Budzą je promienie wiosennego słońca (Rodzic dotyka głowy dziecka )i kropelki ciepłego deszczyku(Rodzic dotyka nosów dzieci)
Kwiatki powolutku budzą się, podnoszą, wyciągają swoje listki i główki kwiatowe, obracają się dookoła własnej osi. Kiedy słońce zachodzi, kwiatki powoli chowają swoje główki, zwijają listki – przykucają i zasypiają.
Gimnastyka narządów mowy – „ Poszukiwanie wiosny”
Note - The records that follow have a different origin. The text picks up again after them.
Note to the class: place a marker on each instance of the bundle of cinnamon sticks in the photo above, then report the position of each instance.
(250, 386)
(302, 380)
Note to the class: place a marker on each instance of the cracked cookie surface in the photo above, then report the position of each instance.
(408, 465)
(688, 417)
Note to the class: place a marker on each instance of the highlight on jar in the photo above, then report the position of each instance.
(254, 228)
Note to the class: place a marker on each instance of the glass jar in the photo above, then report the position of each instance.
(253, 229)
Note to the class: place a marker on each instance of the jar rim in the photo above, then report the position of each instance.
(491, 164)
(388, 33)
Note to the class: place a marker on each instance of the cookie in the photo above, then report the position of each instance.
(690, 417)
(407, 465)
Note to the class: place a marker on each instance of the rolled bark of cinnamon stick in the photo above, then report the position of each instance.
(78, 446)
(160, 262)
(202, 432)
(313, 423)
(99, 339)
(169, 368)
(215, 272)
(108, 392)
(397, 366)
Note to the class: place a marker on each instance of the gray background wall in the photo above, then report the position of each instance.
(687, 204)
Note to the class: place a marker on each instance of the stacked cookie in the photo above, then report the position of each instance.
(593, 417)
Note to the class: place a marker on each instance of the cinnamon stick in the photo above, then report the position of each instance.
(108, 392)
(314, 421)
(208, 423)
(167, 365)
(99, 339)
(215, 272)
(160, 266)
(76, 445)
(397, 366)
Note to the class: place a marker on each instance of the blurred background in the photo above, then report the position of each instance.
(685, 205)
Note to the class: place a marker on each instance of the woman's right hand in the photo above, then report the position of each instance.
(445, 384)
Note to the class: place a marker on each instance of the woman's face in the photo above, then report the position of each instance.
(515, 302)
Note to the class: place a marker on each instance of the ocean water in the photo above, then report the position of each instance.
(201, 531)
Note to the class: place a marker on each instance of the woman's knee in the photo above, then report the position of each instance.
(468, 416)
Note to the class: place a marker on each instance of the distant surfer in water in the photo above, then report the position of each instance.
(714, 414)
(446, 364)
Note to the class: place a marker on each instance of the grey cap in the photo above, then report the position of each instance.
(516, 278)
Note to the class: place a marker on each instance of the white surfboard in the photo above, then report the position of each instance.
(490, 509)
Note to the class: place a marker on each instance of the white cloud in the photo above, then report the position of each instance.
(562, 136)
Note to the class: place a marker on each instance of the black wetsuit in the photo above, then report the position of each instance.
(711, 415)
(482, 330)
Zbliżała się wiosna. Za oknem słychać było śpiew ptaków (dziecko naśladuje głosy ptaków). Języczek wybrał się do lasu na poszukiwanie oznak wiosny. Jechał na koniku („kląskanie” językiem).Na łące zobaczył bociany (dziecko wymawia „kle. kle, kle”). Zatrzymał się na leśnej polanie (dziecko wymawia „prr”). Zsiadł z konia, rozejrzał się wokoło (oblizują wargi ruchem okrężnym). Świeciło słońce, wiał delikatny wiatr (wykonuje krótki wdech nosem, chwilę zatrzymuje powietrze – bezdech – i długo wydycha ustami). Było ciepło i przyjemnie (uśmiecha się, rozchylając wargi). Na skraju polany zakwitły wiosenne kwiaty zawilce i sasanki. Pachniało wiosną (dziecko oddycha głęboko, wdychając powietrze nosem, wydychając ustami). Języczek pochylił się i powąchał kwiaty (wdycha powietrze nosem) i kichnął (dziecko kicha wymawiając „apsik”). W tym momencie zauważył przeciskającego się przez zarośla zaspanego jeża (dziecko ziewa; przeciska język między złączonymi zębami). Zrobiło się późno. Języczek wsiadł na konia
i pogalopował do domu („kląskanie”, uderzając szerokim językiem o podniebienie).